Trey Parker and Matt Stone wanted to spoof the Washington Redskins name controversy, thinking that the controversy would be "the big issue" in the National Football League that season. Several scenes were complete and it was decided that this would be the first episode of the season. However, around a week before air, the Ray Rice domestic violence incident happened. Parker and Stone felt that this complicated matters; they felt the Redskins controversy wasn't the big story anymore and if they aired the episode as is, people would wonder why they didn't spoof Ray Rice in an episode about the NFL. As a result, much of the episode was modified trying to find a way to fit this story in. Eventually, Parker and Stone settled on referencing the Rice incident rather than making it a major theme, and finishing the episode how they originally intended, focusing on the Redskins and Kickstarter.

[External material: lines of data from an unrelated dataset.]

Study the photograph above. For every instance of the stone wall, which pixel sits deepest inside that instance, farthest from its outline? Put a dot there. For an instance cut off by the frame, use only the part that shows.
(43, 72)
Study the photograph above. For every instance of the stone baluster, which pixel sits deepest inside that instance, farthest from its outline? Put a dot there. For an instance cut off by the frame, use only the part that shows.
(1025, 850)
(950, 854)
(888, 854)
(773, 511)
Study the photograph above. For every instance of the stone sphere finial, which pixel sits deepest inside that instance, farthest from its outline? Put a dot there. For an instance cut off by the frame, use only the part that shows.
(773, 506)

The episode was originally titled "Piling On", alluding to the fact that "everyone was talking about" the NFL and a South Park episode about it would be "piling it on". Its eventual title references the website GoFundMe and is a pun of the phrase "Go fuck yourself".

Parker originally drew a penis and breasts on a Redskins logo on a whiteboard in the writers room for fun. Everybody thought it was genius and it provided inspiration to finish the episode.

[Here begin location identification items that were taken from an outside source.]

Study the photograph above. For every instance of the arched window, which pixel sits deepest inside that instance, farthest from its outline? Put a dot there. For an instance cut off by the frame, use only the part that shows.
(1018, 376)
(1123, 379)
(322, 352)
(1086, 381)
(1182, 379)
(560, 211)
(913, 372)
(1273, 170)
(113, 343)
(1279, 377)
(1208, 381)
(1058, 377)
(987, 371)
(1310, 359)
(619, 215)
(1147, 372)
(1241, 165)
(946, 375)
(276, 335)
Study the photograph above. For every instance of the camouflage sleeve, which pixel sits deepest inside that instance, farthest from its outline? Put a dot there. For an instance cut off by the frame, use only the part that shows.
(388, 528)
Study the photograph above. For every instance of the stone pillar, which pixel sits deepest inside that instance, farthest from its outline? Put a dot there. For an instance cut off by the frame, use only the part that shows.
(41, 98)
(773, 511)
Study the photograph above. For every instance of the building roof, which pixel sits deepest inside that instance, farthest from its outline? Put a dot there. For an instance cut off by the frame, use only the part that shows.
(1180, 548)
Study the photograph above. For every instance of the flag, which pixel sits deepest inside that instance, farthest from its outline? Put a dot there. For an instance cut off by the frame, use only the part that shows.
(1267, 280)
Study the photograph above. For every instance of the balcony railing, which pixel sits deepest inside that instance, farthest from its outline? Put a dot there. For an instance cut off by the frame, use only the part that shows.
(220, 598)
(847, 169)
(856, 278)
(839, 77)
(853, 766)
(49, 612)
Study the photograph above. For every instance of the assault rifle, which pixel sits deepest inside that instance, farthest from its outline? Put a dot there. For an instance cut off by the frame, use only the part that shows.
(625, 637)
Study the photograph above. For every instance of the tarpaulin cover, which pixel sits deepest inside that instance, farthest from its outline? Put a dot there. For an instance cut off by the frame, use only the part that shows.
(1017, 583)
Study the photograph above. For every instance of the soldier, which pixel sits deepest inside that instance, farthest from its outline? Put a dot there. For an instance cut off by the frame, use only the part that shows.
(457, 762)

The scene in which Dan Snyder sheds a tear while looking towards the camera is a parody of the famous 1970s commercial "Keep America Beautiful", which features "The Crying Indian". To make the owner's head turn towards the camera in a way that mimics the ad campaign, the animators needed to build a series of special head poses.

== Promotion ==
To promote the episode, Comedy Central purchased commercial time on Fox owned-and-operated station WTTG in Washington, D.C. while it aired the Redskins' game against the Philadelphia Eagles on September 21, 2014. The teaser features Snyder, head coach Jay Gruden and quarterback Robert Griffin III confronting Cartman about using the Washington Redskins name. However, it was Kirk Cousins who appeared in the actual episode to reflect the fact he had replaced Griffin on the field while the latter recovered from an ankle injury.

==Reception==
The episode received a B− rating from The A.V. Clubs Eric Thurm. Thurm praised the episode's parody of recent controversy in the NFL, but also criticized its startup satire for "happening at the basest level possible". IGNs Max Nicholson gave the episode a score of 8 out of 10 and called it "an enjoyable half-hour of TV", particularly commending the prevalent cultural references.